Assuming this theory was preserved in the district court by the last-minute submission of a third party’s June 2009 report, the “Your Credit Report” document failed to raise a genuine issue of material fact whether EMC violated 15 U.S.C. §§ 1681o and 1681s-2(b) by failing to investigate and correct an immaterial discrepancy as to which two months in 2007 Anderson’s account was thirty days past due. Because a furnisher’s obligation to conduct a reason-able investigation under § 1681s-2(b) arises when it receives a notice of dispute from a CRA, it need in-vestigate only “what it learned about the nature of the dispute from the description in the CRA’s notice of dispute.”   Gorman, 584 F.3d at 1157; see Westra v.
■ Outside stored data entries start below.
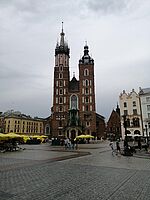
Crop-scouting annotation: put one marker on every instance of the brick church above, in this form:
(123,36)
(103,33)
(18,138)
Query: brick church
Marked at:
(73,111)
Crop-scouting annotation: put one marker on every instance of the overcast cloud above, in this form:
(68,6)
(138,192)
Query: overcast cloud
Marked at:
(117,32)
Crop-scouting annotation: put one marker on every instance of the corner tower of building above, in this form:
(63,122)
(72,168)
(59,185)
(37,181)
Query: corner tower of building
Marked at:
(60,87)
(87,92)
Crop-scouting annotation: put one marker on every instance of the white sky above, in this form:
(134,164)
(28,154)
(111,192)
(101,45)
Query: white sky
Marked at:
(117,33)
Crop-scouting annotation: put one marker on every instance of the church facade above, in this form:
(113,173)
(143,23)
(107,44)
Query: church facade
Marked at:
(73,111)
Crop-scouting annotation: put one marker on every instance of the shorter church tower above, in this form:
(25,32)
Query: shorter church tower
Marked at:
(87,92)
(61,83)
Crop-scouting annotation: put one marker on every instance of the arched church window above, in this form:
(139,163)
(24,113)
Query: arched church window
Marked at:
(74,102)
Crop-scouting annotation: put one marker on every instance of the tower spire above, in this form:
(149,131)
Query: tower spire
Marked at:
(62,34)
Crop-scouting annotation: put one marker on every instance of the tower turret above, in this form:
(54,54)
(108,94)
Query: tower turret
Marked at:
(62,47)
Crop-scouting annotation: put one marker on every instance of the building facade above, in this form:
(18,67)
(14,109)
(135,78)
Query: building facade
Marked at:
(114,125)
(22,124)
(144,94)
(73,110)
(130,113)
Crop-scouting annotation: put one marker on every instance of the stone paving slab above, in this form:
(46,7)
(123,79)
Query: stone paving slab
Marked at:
(99,175)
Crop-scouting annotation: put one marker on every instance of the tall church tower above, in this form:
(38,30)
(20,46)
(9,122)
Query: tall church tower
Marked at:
(87,92)
(61,84)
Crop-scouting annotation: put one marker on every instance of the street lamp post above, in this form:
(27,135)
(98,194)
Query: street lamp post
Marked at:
(125,124)
(125,128)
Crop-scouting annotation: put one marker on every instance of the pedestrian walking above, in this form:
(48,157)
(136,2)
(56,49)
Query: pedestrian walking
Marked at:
(139,144)
(118,147)
(111,144)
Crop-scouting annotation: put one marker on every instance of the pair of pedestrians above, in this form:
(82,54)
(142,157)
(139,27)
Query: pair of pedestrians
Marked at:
(118,150)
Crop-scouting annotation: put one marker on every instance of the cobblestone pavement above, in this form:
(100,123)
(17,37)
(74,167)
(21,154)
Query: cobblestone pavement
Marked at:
(40,173)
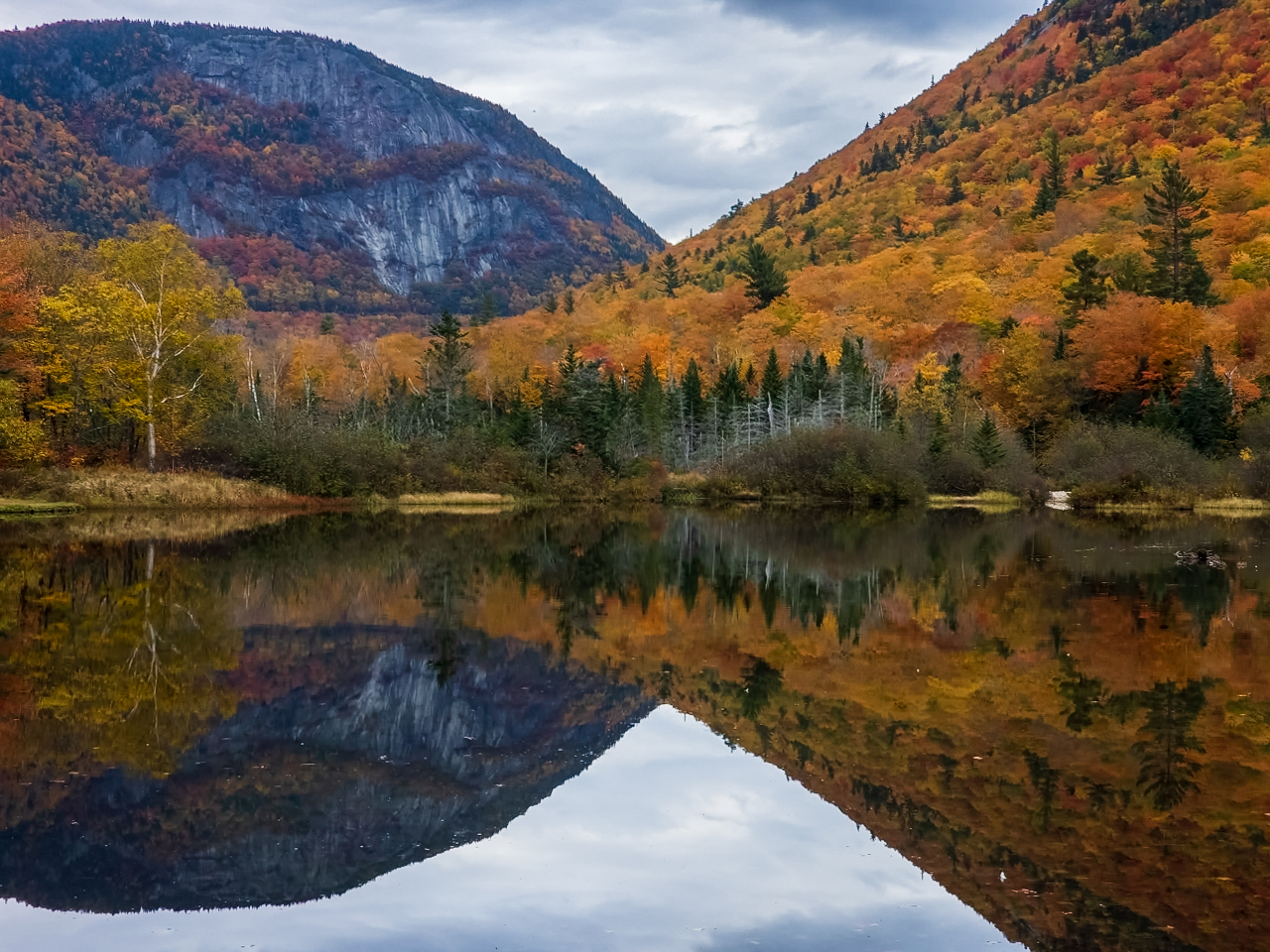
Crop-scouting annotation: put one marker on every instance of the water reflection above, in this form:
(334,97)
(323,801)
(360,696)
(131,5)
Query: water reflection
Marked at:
(1064,722)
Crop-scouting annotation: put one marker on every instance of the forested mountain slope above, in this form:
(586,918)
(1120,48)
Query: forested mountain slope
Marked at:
(322,178)
(951,227)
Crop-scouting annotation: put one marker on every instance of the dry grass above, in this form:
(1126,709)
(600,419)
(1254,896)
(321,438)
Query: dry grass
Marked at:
(1233,506)
(118,526)
(132,489)
(454,499)
(33,507)
(988,502)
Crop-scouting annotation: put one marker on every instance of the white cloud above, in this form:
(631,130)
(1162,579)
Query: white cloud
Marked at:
(680,108)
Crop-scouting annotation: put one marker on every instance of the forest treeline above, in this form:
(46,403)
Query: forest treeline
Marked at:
(136,350)
(1056,277)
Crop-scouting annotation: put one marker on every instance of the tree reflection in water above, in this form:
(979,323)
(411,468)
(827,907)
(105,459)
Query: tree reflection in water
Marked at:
(1053,717)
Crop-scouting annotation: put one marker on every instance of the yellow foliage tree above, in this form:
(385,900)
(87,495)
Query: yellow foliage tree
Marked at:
(171,302)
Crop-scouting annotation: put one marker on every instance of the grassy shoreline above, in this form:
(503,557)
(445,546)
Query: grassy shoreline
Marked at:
(64,492)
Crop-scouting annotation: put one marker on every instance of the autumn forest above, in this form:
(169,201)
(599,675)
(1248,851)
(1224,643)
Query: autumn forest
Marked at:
(1048,271)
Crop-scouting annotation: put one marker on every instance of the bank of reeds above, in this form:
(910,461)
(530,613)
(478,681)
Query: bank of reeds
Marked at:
(134,489)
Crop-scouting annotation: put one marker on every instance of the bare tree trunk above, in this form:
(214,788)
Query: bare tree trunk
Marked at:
(150,422)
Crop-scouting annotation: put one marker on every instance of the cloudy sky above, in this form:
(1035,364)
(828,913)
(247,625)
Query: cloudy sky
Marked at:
(681,107)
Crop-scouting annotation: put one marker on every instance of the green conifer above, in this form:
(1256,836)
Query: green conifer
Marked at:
(1087,289)
(1174,207)
(1205,412)
(765,281)
(771,220)
(985,443)
(772,382)
(1053,184)
(668,277)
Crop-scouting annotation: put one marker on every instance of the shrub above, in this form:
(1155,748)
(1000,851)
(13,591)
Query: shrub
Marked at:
(860,466)
(1127,465)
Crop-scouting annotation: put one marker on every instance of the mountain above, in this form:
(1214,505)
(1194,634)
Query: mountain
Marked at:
(322,177)
(924,238)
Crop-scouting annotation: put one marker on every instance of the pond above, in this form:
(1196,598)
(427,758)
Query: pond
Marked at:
(645,730)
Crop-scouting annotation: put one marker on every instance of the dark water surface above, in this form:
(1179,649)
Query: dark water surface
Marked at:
(663,730)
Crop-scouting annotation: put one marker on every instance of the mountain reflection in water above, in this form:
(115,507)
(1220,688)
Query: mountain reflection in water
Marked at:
(1062,722)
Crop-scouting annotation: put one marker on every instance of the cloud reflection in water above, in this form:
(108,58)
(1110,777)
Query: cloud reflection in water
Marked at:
(668,842)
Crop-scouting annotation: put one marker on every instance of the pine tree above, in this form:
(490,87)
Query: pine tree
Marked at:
(939,435)
(772,384)
(1088,289)
(985,443)
(1174,207)
(729,390)
(668,277)
(765,281)
(1106,172)
(1061,343)
(1053,184)
(771,220)
(448,353)
(1205,412)
(694,399)
(651,408)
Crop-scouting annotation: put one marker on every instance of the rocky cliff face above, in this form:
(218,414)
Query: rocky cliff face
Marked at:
(326,146)
(329,784)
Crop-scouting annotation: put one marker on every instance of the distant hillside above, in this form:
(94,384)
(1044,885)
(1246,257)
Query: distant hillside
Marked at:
(322,177)
(924,236)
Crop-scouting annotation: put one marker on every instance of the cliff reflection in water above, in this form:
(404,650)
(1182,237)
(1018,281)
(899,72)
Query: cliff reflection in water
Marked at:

Credit Control of Pinellas, 409 F.3d 825, 827 (7th Cir.2005); Scheel-Baggs v. Bank of Amer., 575 F.Supp.2d 1031, 1040 (W.D.Wis.2008). Here, ACDVs from the defendant CRAs notified EMC that its reporting of the account as past-due for two months had been challenged. EMC investigated, correctly determined that the reported account status was accurate, and verified that information to the CRAs. Its duties as a furnisher of information under the FCRA required no more.